Blogging Projects

I don’t post here very much, not because I don’t want to but because I’m busy with so much else. In addition to teaching and doing my own research (currently for a piece on Sexuality, Gender, and Taboo) I have three other active blogging projects:

  • Lifehack.org: a personal productivity site where I write about studying and writing strategies in addition to general organization and productivity topics.
  • Savage Minds: An anthropology group blog. I’m currently working on a series on academic publishing. I also post quite a bit on the relationship between anthropology and the State, as well as material drawing on my American Indian research.
  • StepDadding: This is my newest project, a site dedicated to practical advice and personal experiences drawn from my life as a step-father of three.

I’ve been blogging for just over 7 years now, since just before the 2000 election, and on the web even longer, and a few good projects have fallen by the wayside:

  • ThinkNaughty: This is the site I set up to collect notes and resources on my research on sexuality and gender in American society. The host went out of business without any notification, and the database was trapped (although I have a fairly up-to-date backup). I don’t know whether I’ll move the site to my current host or import the posts to this site.
  • One Man’s Opinion: My original blog back in 2000, One Man’s Opinion was really active from about 2003 – 2005. Unfortunately, trouble with one host led to the loss of a great deal of content, and eventually the loss of the domain name when my renewal was messed up. All the posts I could recover were imported to this site.
  • Being Better Students: I started this project as a way of helping my students by providing tips and tools to help them master their student lives. It was also lost when the hosts went out of business. Some of my posts here follow in the same tradition (search for “best practices for students”, and of course much of my writing at lifehack.org does what BBS did, only better.
  • Jewish-American.com: My first site.
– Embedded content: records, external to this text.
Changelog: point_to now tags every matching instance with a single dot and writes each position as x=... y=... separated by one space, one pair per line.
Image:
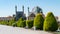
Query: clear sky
x=7 y=7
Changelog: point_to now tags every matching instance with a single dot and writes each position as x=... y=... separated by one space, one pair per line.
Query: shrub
x=21 y=22
x=29 y=23
x=50 y=23
x=11 y=22
x=38 y=21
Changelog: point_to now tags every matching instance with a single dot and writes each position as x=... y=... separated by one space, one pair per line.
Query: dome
x=37 y=10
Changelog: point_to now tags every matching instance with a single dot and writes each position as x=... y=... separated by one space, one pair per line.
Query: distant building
x=19 y=13
x=33 y=13
x=6 y=18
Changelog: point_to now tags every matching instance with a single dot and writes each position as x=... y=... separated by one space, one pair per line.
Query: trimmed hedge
x=21 y=23
x=38 y=21
x=29 y=23
x=50 y=23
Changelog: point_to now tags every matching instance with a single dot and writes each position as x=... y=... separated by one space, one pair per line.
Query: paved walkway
x=16 y=30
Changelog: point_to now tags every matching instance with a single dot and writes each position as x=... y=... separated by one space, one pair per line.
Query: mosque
x=31 y=14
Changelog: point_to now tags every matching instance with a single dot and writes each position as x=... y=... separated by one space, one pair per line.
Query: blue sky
x=7 y=7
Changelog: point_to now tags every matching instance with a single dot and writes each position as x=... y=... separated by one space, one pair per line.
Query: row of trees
x=48 y=23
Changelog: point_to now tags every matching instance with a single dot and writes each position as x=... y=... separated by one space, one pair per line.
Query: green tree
x=21 y=22
x=29 y=23
x=50 y=23
x=10 y=22
x=38 y=21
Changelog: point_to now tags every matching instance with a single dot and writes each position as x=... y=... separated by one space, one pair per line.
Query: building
x=33 y=13
x=6 y=18
x=19 y=13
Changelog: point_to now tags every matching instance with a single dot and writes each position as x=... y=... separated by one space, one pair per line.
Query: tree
x=29 y=23
x=21 y=22
x=38 y=21
x=50 y=23
x=10 y=22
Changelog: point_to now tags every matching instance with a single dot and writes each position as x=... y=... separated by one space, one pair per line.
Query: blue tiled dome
x=37 y=10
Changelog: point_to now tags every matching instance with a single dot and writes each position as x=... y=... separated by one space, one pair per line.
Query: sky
x=7 y=7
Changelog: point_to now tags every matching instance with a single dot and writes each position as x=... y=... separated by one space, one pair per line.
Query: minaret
x=28 y=10
x=28 y=14
x=23 y=8
x=16 y=8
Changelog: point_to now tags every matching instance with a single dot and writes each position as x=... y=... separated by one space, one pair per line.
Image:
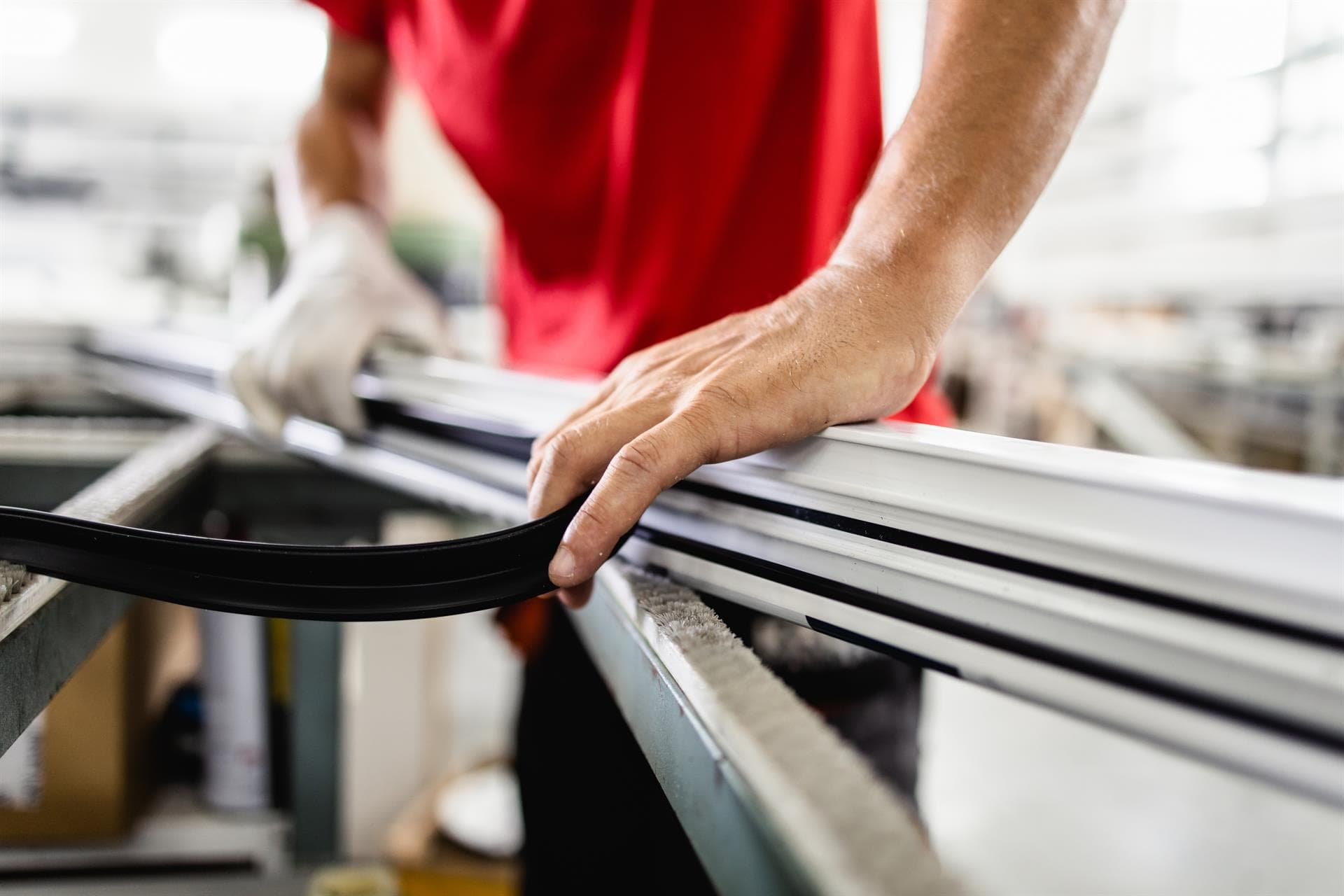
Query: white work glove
x=343 y=289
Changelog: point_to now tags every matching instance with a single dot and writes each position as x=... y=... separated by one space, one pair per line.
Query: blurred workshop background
x=1177 y=292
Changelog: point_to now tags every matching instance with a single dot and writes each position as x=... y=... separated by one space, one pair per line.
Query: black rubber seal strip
x=289 y=580
x=425 y=419
x=897 y=609
x=1007 y=564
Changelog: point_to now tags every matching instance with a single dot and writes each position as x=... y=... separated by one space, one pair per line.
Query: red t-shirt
x=656 y=164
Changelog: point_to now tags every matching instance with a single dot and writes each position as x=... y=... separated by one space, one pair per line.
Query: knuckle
x=593 y=514
x=638 y=458
x=562 y=449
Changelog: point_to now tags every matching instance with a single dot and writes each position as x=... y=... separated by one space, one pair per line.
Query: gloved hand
x=344 y=288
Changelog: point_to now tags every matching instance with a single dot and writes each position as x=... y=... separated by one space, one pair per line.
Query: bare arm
x=1003 y=88
x=340 y=156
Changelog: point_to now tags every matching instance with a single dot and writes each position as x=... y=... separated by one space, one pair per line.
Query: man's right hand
x=344 y=288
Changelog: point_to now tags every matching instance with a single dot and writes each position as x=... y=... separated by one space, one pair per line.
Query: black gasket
x=298 y=582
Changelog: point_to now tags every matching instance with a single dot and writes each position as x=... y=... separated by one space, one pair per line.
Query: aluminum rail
x=1195 y=605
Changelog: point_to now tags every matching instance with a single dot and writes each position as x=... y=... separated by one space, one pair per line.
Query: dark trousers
x=596 y=817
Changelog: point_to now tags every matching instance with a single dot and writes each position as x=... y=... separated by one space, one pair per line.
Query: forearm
x=339 y=146
x=1003 y=88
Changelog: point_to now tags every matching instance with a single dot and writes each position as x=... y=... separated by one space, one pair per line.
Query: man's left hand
x=848 y=344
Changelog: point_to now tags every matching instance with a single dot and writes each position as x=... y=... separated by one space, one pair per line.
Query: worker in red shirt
x=695 y=200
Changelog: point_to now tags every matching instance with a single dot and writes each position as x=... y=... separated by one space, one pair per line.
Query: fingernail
x=562 y=566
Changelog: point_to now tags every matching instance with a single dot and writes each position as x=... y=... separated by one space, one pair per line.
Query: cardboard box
x=88 y=770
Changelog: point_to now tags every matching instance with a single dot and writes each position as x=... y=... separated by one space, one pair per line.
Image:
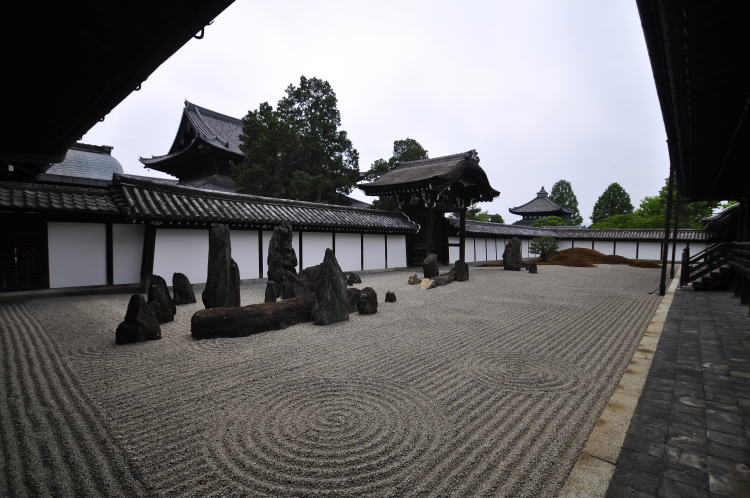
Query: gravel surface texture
x=485 y=387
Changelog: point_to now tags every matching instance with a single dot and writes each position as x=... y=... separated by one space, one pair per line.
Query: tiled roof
x=43 y=197
x=540 y=204
x=87 y=161
x=146 y=200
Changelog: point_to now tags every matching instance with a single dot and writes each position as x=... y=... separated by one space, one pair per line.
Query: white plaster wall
x=469 y=249
x=604 y=246
x=77 y=254
x=626 y=249
x=181 y=250
x=349 y=251
x=649 y=250
x=245 y=252
x=397 y=251
x=374 y=251
x=127 y=252
x=314 y=245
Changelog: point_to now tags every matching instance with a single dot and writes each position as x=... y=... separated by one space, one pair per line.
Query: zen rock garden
x=320 y=294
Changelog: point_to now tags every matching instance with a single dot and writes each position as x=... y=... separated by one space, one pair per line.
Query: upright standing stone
x=182 y=289
x=217 y=292
x=462 y=271
x=140 y=323
x=282 y=264
x=430 y=266
x=512 y=255
x=331 y=297
x=160 y=300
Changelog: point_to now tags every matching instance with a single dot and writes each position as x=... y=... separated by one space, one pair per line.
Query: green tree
x=562 y=194
x=297 y=150
x=543 y=246
x=407 y=149
x=614 y=200
x=550 y=221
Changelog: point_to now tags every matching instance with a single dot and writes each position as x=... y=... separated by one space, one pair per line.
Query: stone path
x=690 y=432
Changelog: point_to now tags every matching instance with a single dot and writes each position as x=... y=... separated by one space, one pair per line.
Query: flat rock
x=140 y=323
x=182 y=289
x=331 y=298
x=430 y=267
x=368 y=301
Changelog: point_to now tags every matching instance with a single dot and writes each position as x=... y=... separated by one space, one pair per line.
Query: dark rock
x=512 y=255
x=282 y=264
x=353 y=294
x=234 y=284
x=182 y=289
x=430 y=266
x=368 y=301
x=462 y=271
x=218 y=291
x=331 y=298
x=140 y=323
x=160 y=301
x=248 y=320
x=352 y=278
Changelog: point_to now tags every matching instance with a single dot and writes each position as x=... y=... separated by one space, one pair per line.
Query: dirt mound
x=582 y=257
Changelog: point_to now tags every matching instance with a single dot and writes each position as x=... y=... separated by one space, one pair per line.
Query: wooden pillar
x=462 y=236
x=665 y=244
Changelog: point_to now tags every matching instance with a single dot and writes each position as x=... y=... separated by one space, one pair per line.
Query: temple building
x=539 y=207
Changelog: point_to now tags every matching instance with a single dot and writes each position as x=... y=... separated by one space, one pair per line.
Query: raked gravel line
x=486 y=387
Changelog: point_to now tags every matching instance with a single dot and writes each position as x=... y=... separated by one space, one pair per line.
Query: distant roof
x=541 y=205
x=87 y=161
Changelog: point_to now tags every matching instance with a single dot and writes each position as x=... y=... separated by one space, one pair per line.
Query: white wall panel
x=245 y=252
x=396 y=251
x=127 y=252
x=181 y=250
x=77 y=254
x=626 y=249
x=604 y=246
x=374 y=251
x=649 y=250
x=349 y=251
x=314 y=245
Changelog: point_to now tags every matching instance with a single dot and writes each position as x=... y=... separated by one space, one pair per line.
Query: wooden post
x=665 y=245
x=462 y=236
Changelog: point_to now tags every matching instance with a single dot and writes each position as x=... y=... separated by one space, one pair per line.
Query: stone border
x=593 y=471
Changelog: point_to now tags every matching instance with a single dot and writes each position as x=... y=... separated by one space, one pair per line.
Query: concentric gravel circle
x=324 y=436
x=524 y=371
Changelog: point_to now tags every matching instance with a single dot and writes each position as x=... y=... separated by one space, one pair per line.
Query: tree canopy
x=407 y=149
x=562 y=194
x=297 y=151
x=614 y=200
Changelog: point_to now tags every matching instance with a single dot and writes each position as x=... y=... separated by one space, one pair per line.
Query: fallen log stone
x=512 y=255
x=140 y=323
x=219 y=291
x=430 y=266
x=251 y=319
x=160 y=301
x=368 y=301
x=182 y=289
x=462 y=271
x=331 y=298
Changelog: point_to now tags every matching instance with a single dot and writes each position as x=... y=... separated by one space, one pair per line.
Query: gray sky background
x=542 y=89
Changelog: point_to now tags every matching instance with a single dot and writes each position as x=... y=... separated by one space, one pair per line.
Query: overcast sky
x=542 y=89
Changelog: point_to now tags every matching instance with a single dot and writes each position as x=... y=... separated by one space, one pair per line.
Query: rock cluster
x=140 y=323
x=512 y=255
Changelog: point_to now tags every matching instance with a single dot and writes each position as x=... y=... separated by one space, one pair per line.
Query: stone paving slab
x=690 y=435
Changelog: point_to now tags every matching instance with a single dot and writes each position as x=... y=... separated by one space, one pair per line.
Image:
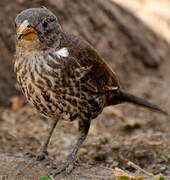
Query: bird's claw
x=66 y=166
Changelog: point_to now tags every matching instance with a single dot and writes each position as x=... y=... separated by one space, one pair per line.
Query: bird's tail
x=127 y=97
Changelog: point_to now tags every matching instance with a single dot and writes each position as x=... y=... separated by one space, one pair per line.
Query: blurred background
x=133 y=37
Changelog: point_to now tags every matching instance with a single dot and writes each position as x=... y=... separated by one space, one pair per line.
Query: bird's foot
x=41 y=155
x=66 y=166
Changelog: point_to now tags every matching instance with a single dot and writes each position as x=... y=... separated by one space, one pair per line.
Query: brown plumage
x=63 y=76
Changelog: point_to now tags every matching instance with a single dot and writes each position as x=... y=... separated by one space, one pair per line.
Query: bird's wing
x=99 y=76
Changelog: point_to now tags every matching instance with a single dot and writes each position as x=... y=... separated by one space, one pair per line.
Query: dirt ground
x=120 y=134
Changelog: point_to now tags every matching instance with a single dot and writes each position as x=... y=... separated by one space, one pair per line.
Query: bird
x=64 y=77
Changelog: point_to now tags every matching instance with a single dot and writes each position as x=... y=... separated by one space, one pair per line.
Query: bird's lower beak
x=26 y=32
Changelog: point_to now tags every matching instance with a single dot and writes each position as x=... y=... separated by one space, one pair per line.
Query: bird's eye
x=45 y=24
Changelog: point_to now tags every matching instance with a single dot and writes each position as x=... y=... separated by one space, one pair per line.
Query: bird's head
x=37 y=24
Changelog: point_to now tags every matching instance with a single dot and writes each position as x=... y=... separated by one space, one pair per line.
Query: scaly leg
x=43 y=151
x=69 y=162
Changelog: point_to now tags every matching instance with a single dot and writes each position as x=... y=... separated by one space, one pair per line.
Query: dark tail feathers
x=126 y=97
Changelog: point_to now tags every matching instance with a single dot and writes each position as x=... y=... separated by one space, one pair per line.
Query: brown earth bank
x=140 y=57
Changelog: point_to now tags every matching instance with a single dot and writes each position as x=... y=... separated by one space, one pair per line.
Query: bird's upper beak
x=26 y=32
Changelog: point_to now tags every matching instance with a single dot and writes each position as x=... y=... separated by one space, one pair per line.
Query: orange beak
x=26 y=32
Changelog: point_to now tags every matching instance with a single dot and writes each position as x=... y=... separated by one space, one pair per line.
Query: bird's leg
x=43 y=150
x=69 y=162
I lost this domain, too; now it’s a link farm for Jewish personals sites. When I was studying Jewish-American immigration and labor activism as a graduate student, I set this site up as a) a repository for sources I had found and wanted to remember, and b) a project to test my then-fledgling web design and coding knowledge out with. It got some nice attention, and was written up in a syndicated column on the Jewish web, which was nice. I still have all the files, so maybe I’ll put it back up someday, although most of the links are probably dead by now.

For a while, I was posting weekly round-ups of my posts at lifehack.org; this got to be a hassle as my schedule got more and more full, and also as I began producing more types of content there. And, really, I started thinking about what this site was about, and that’s not really it; I’d like this site to be more about my academic work and about my personal thoughts, filling in some of the gap left when One Man’s Opinion disappeared. THat is, when I want to write a Foucauldian analysis of Matrix II or rant about some stupid thing Bill O’Reilly said, this is the place.

I still have a great deal of content to add to the portfolio section of this site, too. My goal is for this to be a as-complete-as-possible repository of my work and thought. Believe it or not, I use it a lot just to remember what I was thinking about some years ago on some topic.